IT was a surreal memorial service yesterday at Suva's Centenary Methodist Church to celebrate the life of a great, if not, the greatest icon of the modern era, Nelson Mandela.
About one hundred people were not deterred by the soaring December heat.
Members of the Fiji Government including President Ratu Epeli Nailatikau, Prime Minister Voreqe Bainimarama and Attorney-General Aiyaz Sayed-Khaiyum were present alongside members of the diplomatic corps and South Africans living in Fiji.
UNFPA director Dr Laurent Zessler said Mr Mandela gave us so much.
"The Truth and Reconciliation Commission established under his leadership remains a global model for achieving justice in societies confronting the system of apartheid.

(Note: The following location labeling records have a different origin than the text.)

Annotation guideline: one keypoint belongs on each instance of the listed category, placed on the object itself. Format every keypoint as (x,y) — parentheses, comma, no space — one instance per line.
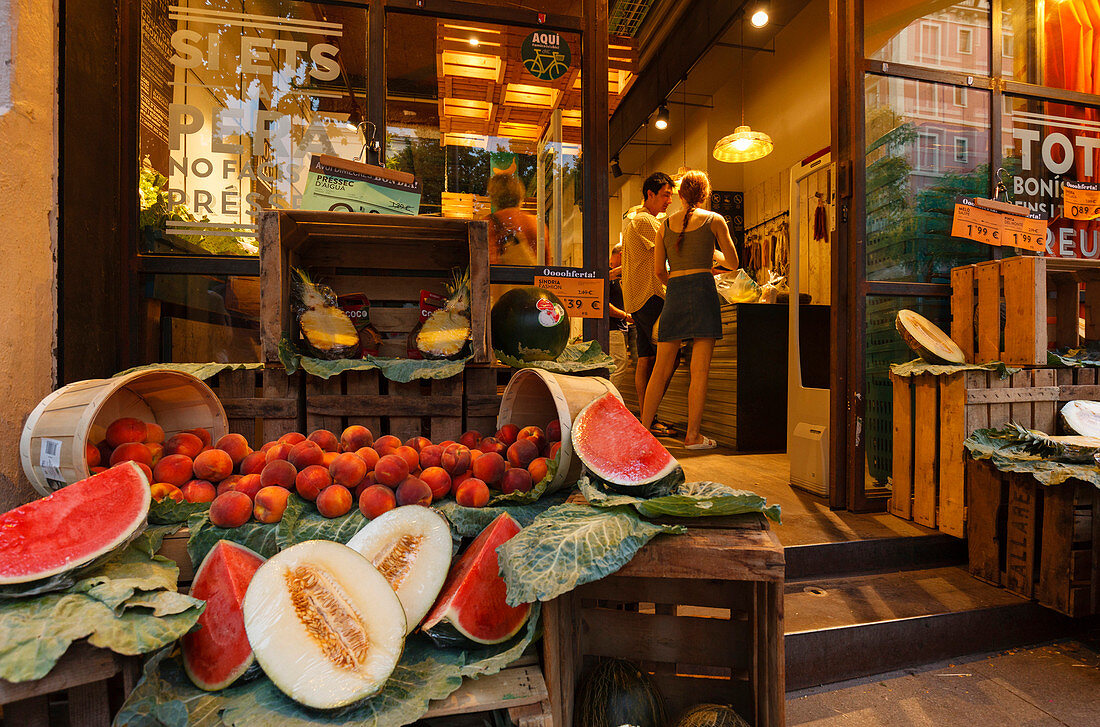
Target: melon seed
(326,612)
(396,562)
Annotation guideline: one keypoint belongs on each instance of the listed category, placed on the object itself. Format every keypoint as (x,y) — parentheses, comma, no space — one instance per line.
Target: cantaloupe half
(323,624)
(410,546)
(926,339)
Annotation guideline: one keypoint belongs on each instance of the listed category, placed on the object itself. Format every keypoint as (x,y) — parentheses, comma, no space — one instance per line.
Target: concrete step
(858,625)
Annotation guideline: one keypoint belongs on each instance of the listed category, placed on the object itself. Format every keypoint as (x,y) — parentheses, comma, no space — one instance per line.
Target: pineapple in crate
(444,333)
(328,330)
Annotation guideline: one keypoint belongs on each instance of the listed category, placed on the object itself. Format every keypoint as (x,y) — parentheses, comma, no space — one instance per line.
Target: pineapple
(446,331)
(327,329)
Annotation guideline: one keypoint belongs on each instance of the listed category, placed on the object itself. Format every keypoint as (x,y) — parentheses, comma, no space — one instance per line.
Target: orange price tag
(582,297)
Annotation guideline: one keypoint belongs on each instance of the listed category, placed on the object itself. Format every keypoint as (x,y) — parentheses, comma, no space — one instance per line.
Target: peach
(125,430)
(493,444)
(132,451)
(410,456)
(253,463)
(369,455)
(290,438)
(507,434)
(162,489)
(386,444)
(334,502)
(213,465)
(249,484)
(490,467)
(305,454)
(281,451)
(472,493)
(391,470)
(521,453)
(91,455)
(230,509)
(455,459)
(279,472)
(154,433)
(184,443)
(199,491)
(376,499)
(516,480)
(311,481)
(438,481)
(348,470)
(325,439)
(271,504)
(539,469)
(414,492)
(175,470)
(355,438)
(234,445)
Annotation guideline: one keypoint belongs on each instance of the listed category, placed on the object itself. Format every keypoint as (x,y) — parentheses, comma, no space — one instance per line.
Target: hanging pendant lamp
(744,144)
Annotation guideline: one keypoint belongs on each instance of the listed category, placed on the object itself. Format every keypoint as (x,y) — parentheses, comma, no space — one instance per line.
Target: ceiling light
(662,117)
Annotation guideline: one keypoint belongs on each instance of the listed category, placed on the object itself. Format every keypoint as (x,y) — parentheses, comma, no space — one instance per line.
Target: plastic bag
(737,287)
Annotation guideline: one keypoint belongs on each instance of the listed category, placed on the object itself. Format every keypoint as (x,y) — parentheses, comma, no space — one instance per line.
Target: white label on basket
(51,459)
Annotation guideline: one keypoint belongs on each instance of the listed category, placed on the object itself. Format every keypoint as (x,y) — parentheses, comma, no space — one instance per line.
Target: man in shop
(642,294)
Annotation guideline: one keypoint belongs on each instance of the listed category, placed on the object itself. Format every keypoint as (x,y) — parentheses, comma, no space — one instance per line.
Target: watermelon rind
(75,500)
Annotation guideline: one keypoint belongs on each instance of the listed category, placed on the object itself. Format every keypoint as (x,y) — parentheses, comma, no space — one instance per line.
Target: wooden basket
(79,412)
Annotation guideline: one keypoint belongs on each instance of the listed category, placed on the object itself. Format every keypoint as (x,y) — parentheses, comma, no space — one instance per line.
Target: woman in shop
(692,309)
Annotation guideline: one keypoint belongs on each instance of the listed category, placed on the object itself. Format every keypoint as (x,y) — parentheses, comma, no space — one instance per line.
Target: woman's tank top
(697,249)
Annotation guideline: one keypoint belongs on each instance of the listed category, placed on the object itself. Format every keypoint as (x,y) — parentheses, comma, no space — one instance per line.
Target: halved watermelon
(622,453)
(472,604)
(74,526)
(218,653)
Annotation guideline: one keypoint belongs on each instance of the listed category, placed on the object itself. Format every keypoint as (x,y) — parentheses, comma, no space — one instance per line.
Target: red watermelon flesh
(616,448)
(473,596)
(217,653)
(74,526)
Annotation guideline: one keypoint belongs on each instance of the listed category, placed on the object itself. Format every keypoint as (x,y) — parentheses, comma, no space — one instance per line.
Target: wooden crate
(438,409)
(1024,287)
(933,416)
(707,623)
(388,257)
(1038,541)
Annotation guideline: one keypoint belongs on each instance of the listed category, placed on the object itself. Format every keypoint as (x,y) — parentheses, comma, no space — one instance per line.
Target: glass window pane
(925,145)
(234,99)
(930,33)
(1043,144)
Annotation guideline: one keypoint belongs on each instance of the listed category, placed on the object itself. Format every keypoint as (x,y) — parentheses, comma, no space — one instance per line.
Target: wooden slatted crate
(933,416)
(388,257)
(702,613)
(1029,289)
(1038,541)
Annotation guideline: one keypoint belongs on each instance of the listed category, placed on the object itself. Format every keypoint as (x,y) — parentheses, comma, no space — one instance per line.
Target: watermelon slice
(74,526)
(622,453)
(472,604)
(218,653)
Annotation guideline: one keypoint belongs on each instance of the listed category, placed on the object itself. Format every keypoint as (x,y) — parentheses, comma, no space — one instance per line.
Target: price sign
(1080,200)
(582,297)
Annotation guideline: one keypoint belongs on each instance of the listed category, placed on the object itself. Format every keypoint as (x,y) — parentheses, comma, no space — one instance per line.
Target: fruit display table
(702,610)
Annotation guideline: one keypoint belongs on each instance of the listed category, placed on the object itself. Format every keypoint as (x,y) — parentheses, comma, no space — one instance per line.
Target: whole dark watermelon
(530,323)
(618,693)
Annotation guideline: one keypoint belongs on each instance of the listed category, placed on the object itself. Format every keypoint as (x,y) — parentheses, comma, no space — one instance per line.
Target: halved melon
(323,624)
(218,653)
(926,339)
(472,604)
(617,450)
(74,526)
(410,546)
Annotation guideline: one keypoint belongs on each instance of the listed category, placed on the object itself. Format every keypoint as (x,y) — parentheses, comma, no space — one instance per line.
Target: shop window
(911,187)
(917,32)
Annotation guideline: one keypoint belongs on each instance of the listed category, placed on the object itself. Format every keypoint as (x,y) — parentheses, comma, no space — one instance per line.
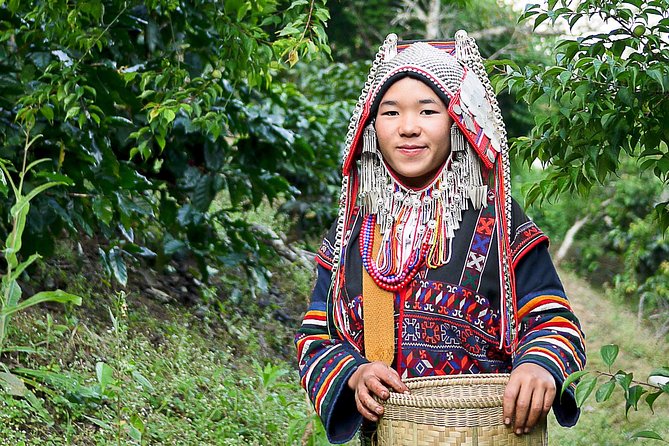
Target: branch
(284,249)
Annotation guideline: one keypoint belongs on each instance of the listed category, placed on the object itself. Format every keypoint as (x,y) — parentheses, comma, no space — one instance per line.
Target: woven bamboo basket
(463,410)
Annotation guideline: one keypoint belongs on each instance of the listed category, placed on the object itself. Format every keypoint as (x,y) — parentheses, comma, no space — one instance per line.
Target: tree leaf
(105,375)
(117,265)
(650,399)
(12,384)
(572,378)
(647,434)
(609,354)
(632,397)
(43,296)
(604,392)
(583,391)
(141,379)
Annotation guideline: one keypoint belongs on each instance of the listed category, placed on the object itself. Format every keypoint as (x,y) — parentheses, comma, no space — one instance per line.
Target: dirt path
(605,321)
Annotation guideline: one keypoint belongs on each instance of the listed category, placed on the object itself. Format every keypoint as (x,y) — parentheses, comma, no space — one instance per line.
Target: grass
(607,322)
(228,378)
(175,379)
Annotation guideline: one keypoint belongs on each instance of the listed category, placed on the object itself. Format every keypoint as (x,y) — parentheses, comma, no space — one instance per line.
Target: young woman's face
(413,129)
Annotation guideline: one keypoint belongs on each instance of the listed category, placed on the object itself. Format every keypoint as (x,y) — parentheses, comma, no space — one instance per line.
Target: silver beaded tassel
(370,168)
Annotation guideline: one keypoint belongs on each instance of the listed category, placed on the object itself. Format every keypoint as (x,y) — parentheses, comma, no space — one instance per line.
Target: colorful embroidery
(527,236)
(479,247)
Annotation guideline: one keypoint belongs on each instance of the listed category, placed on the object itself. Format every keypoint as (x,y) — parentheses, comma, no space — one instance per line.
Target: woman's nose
(409,126)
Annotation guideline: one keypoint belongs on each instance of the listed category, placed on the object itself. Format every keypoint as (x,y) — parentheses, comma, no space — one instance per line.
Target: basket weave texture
(463,410)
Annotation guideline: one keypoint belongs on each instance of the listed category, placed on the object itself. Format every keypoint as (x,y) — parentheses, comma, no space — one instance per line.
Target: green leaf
(12,384)
(102,207)
(47,112)
(105,375)
(647,434)
(624,379)
(59,296)
(583,390)
(572,378)
(22,266)
(609,354)
(98,422)
(650,399)
(118,266)
(633,396)
(604,392)
(141,379)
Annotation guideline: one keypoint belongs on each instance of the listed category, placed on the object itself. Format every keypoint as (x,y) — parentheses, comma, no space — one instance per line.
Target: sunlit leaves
(609,354)
(156,109)
(604,96)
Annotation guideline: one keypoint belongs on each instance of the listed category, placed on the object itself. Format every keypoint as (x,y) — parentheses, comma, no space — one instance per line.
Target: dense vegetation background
(171,162)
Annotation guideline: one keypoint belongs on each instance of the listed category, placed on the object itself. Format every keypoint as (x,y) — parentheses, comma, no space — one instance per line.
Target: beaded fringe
(438,207)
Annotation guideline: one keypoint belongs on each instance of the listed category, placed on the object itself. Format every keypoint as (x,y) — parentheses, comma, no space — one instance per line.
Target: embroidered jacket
(446,320)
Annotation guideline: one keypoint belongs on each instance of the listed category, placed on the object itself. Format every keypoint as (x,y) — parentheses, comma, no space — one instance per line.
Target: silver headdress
(478,159)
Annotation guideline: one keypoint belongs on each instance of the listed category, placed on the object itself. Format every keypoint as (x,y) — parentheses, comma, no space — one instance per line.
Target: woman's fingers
(374,379)
(528,397)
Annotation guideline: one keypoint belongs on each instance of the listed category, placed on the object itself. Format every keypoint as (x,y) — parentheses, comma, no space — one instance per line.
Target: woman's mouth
(410,150)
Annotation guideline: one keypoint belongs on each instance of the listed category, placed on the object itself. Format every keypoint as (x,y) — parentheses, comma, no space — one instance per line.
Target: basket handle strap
(378,314)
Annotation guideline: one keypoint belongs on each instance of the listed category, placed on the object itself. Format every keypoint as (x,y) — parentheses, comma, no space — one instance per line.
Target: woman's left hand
(528,397)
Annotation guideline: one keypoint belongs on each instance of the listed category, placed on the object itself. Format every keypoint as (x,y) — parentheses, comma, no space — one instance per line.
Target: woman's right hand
(374,378)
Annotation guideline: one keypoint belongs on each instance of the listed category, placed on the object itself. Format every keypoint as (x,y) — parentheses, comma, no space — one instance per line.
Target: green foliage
(620,244)
(155,108)
(603,99)
(657,385)
(10,290)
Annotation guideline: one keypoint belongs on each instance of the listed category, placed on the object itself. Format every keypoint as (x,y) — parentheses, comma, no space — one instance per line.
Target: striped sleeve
(550,334)
(326,363)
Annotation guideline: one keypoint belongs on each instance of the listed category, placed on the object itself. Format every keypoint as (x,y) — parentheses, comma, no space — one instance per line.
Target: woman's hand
(528,397)
(374,378)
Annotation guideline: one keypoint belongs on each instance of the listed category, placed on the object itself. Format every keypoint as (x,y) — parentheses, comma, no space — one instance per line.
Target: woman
(431,267)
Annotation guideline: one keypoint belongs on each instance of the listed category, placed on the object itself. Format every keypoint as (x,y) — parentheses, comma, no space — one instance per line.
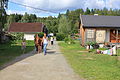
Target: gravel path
(53,66)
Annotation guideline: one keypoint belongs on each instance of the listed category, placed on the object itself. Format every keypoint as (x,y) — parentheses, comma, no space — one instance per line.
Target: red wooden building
(99,29)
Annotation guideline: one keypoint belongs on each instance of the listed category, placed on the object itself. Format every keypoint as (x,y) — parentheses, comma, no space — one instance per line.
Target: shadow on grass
(9,55)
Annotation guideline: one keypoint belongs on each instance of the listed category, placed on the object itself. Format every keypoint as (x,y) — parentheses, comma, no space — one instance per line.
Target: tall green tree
(87,11)
(64,26)
(3,6)
(25,18)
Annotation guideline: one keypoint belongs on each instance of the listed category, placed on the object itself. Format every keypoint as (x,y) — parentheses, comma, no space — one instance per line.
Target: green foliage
(91,43)
(64,26)
(69,40)
(17,36)
(41,34)
(91,66)
(60,36)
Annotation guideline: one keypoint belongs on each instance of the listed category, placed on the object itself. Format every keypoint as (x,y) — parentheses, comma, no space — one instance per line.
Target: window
(90,33)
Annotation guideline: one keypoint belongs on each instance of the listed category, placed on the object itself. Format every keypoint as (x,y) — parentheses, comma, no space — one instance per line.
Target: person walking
(23,44)
(45,43)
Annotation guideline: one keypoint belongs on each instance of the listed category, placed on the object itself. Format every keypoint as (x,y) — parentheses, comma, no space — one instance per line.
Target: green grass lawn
(12,49)
(91,66)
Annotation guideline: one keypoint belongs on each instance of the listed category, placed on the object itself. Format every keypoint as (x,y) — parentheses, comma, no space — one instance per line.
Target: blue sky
(58,6)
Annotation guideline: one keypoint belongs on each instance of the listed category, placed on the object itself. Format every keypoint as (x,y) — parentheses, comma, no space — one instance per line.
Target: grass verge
(91,66)
(12,49)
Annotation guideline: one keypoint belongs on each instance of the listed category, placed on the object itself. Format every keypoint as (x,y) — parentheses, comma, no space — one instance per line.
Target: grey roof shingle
(101,21)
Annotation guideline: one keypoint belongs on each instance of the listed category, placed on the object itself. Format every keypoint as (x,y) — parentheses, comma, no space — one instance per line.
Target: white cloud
(113,4)
(62,5)
(14,12)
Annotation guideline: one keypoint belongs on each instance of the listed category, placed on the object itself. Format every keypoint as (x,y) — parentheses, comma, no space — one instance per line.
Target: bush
(69,40)
(60,36)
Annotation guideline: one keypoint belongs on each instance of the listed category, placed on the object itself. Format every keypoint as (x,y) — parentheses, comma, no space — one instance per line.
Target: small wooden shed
(99,29)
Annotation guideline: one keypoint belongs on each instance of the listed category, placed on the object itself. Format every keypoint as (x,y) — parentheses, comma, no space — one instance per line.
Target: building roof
(100,21)
(26,27)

"When called upon to mediate conflicts across Africa and the Middle East, he applied his deeply-held beliefs that reconciliation, negotiation and inclusion of all sides of a conflict is the only way forward.
"When he took on the fight against HIV/AIDS, he insisted it was a human rights issue and not just a health issue; he made it a priority on his political agenda and in his humanity and honesty, added to it a human face by making public that one of his children had died from AIDS-related complications," he said.
The United Nations General Assembly declared June 18, his birthday, the Nelson Mandela International Day to recognise and build on his contributions to promoting a culture of peace and freedom around the world.
Other keys speakers including the President highlighted how Mr Mandela's life affected everyone.